Anzeige gegen Aktionskünstler Frauenchiemsee: Ärger um dieses Nazi-Ehrenmal

Links: Alfred Jodl war Chef des Wehrmachtsführungsstabes und wurde bei den Nürnberger Prozessen zum Tode verurteilt. Rechts: Der Aktionskünstler Wolfram P. Kastner (r) und sein Mitstreiter Jürgen Arnold neben der Informationstafel am Ehrenmal auf der Fraueninsel. Foto: dpa/ho

Auf der Fraueninsel im Chiemsee steht ein Scheingrab für den damaligen Hitler-Vertrauten Alfred Jodl.
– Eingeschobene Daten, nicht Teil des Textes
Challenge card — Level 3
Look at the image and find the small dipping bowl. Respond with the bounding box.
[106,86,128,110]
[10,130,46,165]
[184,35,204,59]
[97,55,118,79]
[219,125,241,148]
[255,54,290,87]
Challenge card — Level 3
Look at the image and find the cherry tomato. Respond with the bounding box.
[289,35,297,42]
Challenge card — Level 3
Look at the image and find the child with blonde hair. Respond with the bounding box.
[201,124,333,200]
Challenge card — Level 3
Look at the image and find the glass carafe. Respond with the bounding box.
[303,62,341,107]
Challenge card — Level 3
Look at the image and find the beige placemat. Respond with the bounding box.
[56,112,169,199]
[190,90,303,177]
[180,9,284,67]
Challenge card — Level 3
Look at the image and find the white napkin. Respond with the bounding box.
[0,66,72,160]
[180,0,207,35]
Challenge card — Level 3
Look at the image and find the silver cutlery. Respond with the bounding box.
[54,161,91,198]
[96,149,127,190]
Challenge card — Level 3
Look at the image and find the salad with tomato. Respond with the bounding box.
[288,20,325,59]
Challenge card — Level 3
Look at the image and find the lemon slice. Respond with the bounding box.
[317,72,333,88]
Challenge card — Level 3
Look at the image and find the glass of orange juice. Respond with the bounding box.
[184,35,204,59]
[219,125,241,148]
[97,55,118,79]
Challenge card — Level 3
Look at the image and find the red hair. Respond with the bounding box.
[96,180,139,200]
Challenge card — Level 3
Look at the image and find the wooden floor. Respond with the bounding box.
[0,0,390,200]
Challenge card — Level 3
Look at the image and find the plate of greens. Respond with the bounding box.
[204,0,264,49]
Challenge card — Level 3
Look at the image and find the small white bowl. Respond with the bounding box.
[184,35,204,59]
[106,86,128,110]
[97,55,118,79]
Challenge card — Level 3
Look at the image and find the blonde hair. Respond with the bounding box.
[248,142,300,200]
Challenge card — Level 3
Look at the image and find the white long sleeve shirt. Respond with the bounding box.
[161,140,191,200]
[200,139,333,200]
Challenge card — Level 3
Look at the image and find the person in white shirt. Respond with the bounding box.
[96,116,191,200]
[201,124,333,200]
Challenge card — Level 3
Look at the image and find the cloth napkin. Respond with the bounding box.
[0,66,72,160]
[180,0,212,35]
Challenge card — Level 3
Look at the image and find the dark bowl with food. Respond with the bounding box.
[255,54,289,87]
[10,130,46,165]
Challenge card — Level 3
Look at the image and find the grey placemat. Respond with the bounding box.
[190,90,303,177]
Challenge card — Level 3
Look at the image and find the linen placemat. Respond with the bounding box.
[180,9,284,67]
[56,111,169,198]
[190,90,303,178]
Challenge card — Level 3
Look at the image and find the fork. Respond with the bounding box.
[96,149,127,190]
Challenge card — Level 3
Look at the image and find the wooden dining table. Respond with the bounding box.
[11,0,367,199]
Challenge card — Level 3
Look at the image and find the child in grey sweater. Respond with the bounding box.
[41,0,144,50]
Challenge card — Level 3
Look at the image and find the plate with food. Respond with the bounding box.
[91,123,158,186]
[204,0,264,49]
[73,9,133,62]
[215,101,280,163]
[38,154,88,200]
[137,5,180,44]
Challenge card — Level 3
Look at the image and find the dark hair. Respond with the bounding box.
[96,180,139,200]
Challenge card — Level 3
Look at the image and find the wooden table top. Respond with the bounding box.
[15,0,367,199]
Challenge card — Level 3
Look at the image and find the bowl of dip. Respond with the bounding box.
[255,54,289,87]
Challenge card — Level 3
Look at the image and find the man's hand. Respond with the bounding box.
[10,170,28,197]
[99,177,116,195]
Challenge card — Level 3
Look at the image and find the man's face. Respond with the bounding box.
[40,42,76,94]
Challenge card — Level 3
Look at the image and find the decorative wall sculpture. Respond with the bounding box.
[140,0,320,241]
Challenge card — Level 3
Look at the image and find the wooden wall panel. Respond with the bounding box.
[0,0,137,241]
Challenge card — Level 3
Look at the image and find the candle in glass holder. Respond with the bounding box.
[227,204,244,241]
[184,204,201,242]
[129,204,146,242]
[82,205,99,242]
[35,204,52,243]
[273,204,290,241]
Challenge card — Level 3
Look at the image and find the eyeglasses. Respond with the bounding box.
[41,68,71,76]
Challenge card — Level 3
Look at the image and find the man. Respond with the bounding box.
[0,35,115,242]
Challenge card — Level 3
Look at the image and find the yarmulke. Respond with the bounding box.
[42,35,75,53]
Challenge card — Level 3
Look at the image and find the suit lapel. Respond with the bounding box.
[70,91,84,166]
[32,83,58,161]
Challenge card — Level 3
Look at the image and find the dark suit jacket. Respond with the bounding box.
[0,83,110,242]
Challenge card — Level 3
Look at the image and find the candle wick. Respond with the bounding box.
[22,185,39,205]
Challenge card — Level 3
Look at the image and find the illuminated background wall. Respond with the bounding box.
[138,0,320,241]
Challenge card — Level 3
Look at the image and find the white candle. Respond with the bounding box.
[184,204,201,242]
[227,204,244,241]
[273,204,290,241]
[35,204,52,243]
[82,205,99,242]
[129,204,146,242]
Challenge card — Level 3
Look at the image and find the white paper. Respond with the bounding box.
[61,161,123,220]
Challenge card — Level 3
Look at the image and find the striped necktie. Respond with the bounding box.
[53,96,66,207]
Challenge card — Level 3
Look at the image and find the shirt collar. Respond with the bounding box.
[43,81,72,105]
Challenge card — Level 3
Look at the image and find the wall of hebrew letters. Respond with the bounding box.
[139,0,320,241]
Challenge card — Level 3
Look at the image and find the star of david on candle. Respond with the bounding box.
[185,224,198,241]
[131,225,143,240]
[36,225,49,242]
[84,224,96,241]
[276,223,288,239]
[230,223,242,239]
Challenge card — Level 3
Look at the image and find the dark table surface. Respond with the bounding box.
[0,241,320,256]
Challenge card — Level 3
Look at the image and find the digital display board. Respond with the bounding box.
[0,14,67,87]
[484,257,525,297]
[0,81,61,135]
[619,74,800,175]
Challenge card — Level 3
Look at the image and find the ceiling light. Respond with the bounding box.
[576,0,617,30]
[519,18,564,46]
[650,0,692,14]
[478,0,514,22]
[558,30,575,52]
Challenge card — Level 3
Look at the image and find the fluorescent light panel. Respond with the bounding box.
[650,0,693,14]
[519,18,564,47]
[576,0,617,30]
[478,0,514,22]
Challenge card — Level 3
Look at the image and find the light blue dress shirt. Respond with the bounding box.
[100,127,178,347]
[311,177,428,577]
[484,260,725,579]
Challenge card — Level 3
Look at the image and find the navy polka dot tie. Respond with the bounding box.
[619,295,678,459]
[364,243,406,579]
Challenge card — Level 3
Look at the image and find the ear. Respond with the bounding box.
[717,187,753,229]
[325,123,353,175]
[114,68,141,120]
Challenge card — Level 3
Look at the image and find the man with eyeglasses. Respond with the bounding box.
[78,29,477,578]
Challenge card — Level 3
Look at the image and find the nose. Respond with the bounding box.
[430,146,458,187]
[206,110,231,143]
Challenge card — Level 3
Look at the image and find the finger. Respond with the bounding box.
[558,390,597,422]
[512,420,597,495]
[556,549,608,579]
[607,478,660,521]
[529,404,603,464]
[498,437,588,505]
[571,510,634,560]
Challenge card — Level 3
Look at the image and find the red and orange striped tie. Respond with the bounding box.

Ein Aktionskünstler geht gegen die Nazi-Verehrung vor und hat offenbar den Bürgermeister der Insel gegen sich.

 

Frauenchiemsee – Auf dem malerischen Friedhof nördlich der Klosterkirche auf der Fraueninsel im Chiemsee fanden Künstler, Gelehrte und Schriftsteller ihre letzte Ruhe. Und: Adolf Hitlers damals mächtigster Militärberater Alfred Jodl - zumindest symbolisch. Denn das mächtige Steinkreuz ist ein so genannter Kenotaph, ein Scheingrab. Die Asche des bei den Nürnberger Prozessen zum Tode verurteilten Kriegsverbrechers wurde nach seiner Hinrichtung in einen Nebenarm der Isar gestreut. 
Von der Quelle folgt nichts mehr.